Para Menlu ASEAN Bahas Krisis Myanmar

0

Pelita.Online – Krisis Myanmar menjadi salah satu isu yang dibahas dalam 55th ASEAN Ministerial Meeting yang digelar di Phnom Penh, Kamboja, Selasa (2/8). Pemulihan pascapandemi Covid-19 dan keamanan regional turut menjadi isu yang bakal didiskusikan dalam pertemuan tersebut.

Myanmar tidak mengutus delegasi ke pertemuan tersebut. Hal itu karena Kamboja selaku ketua ASEAN tahun ini telah melarang partisipasi menlu junta Myanmar dalam pertemuan. Alasannya, tak ada kemajuan signifikan dalam pelaksanaan lima poin konsensus. Langkah ini diambil Kamboja karena tak ada kesepakatan anggota ASEAN untuk mengundang perwakilan junta Myanmar.

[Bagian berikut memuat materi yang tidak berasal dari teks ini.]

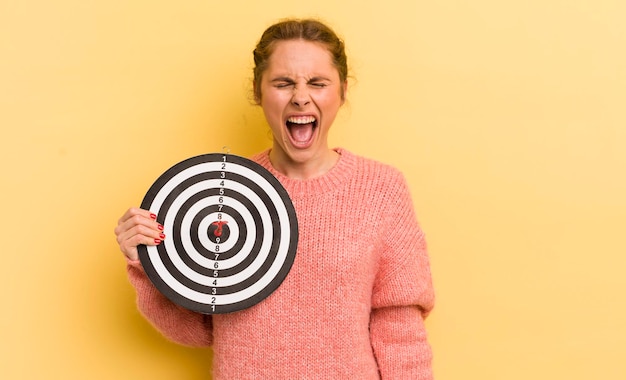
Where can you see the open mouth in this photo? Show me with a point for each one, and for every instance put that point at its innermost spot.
(301, 129)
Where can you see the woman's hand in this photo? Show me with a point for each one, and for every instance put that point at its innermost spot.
(135, 227)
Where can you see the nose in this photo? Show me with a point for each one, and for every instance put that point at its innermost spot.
(300, 96)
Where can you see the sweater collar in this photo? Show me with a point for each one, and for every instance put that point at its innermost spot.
(338, 174)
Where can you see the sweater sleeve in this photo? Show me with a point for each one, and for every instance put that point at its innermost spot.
(403, 294)
(174, 322)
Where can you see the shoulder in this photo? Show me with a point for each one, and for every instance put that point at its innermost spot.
(374, 171)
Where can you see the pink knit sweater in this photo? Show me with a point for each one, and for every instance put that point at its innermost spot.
(354, 302)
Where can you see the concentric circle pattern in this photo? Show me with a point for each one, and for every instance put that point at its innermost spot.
(231, 233)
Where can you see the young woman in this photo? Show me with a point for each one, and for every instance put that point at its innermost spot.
(354, 302)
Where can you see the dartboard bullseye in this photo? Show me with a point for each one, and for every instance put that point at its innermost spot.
(231, 233)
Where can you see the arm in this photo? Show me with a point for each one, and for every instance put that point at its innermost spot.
(403, 296)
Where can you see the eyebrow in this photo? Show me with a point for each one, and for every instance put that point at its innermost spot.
(290, 80)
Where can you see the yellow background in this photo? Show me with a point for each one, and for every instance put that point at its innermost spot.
(507, 117)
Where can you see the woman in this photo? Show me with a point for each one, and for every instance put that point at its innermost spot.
(354, 302)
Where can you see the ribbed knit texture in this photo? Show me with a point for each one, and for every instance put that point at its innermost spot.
(353, 304)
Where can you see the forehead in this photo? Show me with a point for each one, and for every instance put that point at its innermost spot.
(300, 57)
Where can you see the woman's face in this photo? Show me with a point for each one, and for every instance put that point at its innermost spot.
(301, 93)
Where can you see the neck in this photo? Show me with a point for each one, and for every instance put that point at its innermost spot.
(308, 169)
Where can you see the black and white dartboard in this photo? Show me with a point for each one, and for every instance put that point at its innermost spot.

Lima poin konsensus adalah hasil kesepakatan ASEAN dan Myanmar sendiri untuk mengatasi krisis Myanmar, pasca-kudeta militer pada 1 Februari 2021. Militer Myanmar merespons aksi unjuk rasa secara represif dan brutal.

Bulan lalu, junta Myanmar mengumumkan bahwa mereka telah mengeksekusi mati empat aktivis demokrasi di negara tersebut. Keempatnya dituduh terlibat dalam aktivitas terorisme. Komunitas internasional, termasuk Dewan Keamanan PBB, mengutuk tindakan tersebut.

Menjelang pertemuan di Phnom Penh, Menlu Malaysia Saifuddin Abdullah mengatakan, ASEAN harus mempertimbangkan untuk membatalkan atau merevisi lima poin konsensus. Dia mengatakan, utusan khusus ASEAN juga perlu bertemu Pemerintah Persatuan Nasional, yakni pemerintahan sipil bayangan yang didirikan di luar Myanmar, untuk membantu mengembangkan kerangka politik baru.

“Tujuan akhirnya adalah Myanmar yang demokratis, inklusif dan adil, damai dan harmonis, makmur yang hak-hak sipil dan politiknya dijamin oleh konstitusi,” kata Saifuddin.

Nuansa persaingan

Dalam pertemuan Menlu ASEAN ke-55, Menlu Rusia Sergey Lavrov, Menlu Amerika Serikat (AS) Anthony Blinken, Menlu Cina Wang Yi, dan beberapa menlu lainnya dari negara non-ASEAN akan turut berpartisipasi.

Lavrov dan Blinken bakal bertemu di tempat yang sama untuk kedua kalinya dalam sebulan. Keduanya terakhir kali ada dalam ruangan yang sama  pada awal Juli lalu, yakni ketika menghadiri pertemuan menlu G-20 di Bali. Belum jelas apakah Blinken dan Lavrov akan melangsungkan pertemuan khusus di sela-sela Pertemuan Menlu ASEAN ke-55.

Kehadiran Wang Yi dalam konferensi itu menambah nuansa “persaingan”. Sejumlah negara, termasuk AS, diketahui telah mendesak Beijing untuk menggunakan kemitraannya dengan Rusia untuk  mendorong diakhirinya konflik di Ukraina.

Kenaikan harga pangan dan energi akibat konflik Rusia-Ukraina turut dirasakan negara-negara ASEAN. “Ini adalah salah satu pertemuan para menlu regional pertama yang diadakan secara langsung sejak 2019. Jadi bagi AS, Cina, dan bahkan Rusia, pertemuan seperti ini adalah kesempatan yang sangat penting untuk menunjukkan dukungan mereka kepada ASEAN serta menyajikan narasi mereka sendiri tentang komitmen mereka terhadap keamanan dan kemakmuran regional,” kata Direktur Program Asia Tenggara untuk Australia’s Lowy Institute, Susannah Patton.